Renzo Piano’s design for London Bridge Tower was praised to the skies by Lord Rogers this week. If the “shard of glass” doesn’t get built, it won’t be the architect’s fault.
“The first great 21st-century tower,” is how Lord Rogers described Renzo Piano’s design for the 1000 ft London Bridge Tower. The architect was giving evidence on behalf of the GLA at the public inquiry into whether the controversial “shard of glass” should be built.

Rogers is the latest architect to back the scheme. Last week DEGW joint-founder John Worthington also lent the scheme his support at the inquiry. In fact it’s hard to find anybody who opposes the tower. Southwark council gave it planning permission a year ago and architectural watchdog CABE went as far as saying that the building would become “a picture postcard image representing London.”
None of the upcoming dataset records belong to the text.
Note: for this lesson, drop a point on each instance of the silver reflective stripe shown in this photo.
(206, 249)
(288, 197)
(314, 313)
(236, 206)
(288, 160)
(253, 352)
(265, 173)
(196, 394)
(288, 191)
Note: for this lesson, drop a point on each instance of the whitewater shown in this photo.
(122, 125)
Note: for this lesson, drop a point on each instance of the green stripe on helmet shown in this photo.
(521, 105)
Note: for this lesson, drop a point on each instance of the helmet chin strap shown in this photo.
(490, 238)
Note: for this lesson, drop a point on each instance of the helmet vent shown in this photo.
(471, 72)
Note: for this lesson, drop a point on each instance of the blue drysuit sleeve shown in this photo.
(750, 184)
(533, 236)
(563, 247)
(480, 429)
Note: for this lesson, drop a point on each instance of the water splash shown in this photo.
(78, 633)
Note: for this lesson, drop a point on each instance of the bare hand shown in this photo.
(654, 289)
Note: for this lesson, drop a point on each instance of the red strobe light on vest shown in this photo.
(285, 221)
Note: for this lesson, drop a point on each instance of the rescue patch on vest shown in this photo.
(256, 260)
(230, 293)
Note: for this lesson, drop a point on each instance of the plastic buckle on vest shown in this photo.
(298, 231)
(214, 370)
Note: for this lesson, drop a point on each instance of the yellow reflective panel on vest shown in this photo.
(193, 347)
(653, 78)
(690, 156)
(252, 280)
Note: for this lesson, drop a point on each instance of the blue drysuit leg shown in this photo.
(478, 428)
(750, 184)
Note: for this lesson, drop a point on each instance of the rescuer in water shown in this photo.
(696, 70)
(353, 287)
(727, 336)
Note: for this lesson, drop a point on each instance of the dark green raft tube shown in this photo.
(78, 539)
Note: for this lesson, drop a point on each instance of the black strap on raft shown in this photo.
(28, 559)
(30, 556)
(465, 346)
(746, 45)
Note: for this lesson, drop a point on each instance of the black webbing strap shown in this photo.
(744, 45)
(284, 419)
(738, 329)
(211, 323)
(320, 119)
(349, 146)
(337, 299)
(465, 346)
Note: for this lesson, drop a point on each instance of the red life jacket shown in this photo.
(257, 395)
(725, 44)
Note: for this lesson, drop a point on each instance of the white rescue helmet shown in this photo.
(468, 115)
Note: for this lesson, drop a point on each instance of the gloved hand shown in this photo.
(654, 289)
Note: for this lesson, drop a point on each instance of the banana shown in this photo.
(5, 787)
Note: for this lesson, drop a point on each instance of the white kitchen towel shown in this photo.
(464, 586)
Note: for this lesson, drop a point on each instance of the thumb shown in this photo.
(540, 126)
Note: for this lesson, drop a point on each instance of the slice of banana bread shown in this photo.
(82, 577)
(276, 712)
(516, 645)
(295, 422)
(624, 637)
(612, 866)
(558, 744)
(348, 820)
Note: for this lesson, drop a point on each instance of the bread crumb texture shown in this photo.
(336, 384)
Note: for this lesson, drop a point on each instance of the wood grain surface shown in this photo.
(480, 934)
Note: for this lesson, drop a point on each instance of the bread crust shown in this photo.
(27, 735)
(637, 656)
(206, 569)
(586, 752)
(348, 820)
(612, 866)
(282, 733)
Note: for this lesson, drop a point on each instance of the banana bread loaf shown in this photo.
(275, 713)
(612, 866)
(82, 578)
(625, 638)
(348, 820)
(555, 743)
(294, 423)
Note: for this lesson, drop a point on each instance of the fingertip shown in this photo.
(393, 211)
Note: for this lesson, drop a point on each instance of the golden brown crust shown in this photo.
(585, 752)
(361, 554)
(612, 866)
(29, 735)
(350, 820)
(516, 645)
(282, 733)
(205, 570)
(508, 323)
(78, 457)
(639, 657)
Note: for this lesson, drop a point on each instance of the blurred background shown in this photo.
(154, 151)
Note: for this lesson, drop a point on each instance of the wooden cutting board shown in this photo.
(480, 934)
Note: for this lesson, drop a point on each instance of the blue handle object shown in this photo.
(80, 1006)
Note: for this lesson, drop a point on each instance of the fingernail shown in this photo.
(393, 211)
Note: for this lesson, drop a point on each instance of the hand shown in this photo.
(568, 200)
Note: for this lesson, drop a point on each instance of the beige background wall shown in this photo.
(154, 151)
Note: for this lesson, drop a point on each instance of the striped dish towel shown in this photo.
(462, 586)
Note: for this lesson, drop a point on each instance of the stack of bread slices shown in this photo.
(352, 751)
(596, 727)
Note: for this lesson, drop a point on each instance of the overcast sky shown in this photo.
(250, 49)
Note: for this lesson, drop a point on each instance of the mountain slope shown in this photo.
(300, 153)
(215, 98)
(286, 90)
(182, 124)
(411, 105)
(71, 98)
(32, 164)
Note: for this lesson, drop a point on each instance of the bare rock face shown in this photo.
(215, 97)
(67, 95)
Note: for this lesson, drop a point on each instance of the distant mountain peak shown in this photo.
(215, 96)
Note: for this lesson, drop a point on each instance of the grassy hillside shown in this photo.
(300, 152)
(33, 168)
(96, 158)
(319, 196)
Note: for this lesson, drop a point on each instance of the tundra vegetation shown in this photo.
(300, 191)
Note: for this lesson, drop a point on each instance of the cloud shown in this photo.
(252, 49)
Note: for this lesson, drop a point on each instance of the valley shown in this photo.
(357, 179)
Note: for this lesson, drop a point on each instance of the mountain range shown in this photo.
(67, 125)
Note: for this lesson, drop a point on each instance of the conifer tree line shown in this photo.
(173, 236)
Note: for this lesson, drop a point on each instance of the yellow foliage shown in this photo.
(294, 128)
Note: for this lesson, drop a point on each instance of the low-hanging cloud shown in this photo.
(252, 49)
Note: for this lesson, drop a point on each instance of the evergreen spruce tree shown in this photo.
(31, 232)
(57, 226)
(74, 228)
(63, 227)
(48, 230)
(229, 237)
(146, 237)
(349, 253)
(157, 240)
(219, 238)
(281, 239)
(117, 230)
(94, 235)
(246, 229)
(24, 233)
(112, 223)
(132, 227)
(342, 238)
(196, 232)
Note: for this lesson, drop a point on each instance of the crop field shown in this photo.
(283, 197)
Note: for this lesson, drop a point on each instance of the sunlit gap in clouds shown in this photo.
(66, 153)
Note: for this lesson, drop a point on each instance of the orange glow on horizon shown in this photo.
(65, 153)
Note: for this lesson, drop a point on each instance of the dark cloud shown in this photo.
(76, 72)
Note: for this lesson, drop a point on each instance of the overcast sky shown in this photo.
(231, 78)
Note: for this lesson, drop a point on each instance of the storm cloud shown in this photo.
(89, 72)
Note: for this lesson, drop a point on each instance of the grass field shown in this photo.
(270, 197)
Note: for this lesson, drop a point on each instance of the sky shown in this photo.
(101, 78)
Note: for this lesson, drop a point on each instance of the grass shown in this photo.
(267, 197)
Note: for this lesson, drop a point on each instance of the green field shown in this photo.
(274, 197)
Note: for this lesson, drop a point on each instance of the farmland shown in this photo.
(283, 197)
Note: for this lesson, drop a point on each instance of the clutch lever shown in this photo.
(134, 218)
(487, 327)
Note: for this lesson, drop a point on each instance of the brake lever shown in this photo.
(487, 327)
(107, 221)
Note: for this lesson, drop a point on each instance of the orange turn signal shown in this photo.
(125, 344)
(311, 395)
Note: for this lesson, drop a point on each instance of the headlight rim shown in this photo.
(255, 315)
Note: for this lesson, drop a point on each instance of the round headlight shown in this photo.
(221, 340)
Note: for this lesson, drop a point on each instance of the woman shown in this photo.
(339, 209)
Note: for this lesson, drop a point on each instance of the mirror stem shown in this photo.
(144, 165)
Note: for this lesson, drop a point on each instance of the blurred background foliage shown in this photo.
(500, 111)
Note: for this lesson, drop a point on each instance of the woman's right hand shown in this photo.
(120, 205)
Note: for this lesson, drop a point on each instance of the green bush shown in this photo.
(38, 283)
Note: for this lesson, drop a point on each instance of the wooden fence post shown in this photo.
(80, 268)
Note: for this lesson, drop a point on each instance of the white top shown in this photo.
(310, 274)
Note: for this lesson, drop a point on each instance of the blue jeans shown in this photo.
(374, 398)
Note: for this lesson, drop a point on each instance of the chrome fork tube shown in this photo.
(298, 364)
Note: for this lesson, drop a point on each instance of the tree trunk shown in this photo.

The one dissenting voice is that of English Heritage, which claims that important views of St Pauls from Parliament Hill and Kenwood would be lost if the tower was built. Renzo Piano himself has already dismissed these concerns at the public inquiry and called English Heritage’s method of analysing views “perverse”.

The tower’s developer, Irvine Stellar, has to convince the government inspector and deputy prime minister John Prescott of the scheme’s merits. By calling in Piano, Stellar has made a clever move. The first design by Broadway Malyan was refused planning. Now that the internationally feted Piano is on board, influential figures are falling over themselves praising the design.

Rogers is fulsome in his praise: one of his arguments is that the tower would form one of a cluster of tall buildings, which would enhance the skyline on the South Bank of the Thames. He’s certainly right in one respect: any building that overshadows the ugly wrench-like tower that houses Guy’s Hospital must be a good thing.

Whether things will look so great from the base of the tower is not as clear: the downdrafts and shadows generated by the tower would be have to be carefully dealt with by Piano and his team of designers.

If the great white shard does not get built it will probably be down to the economic situation. With the slump in the office market leaving space unlet in blue riband buildings such as the Swiss Re and Canary Wharf towers, there may not yet be the need for another skyscraper in London, however iconic.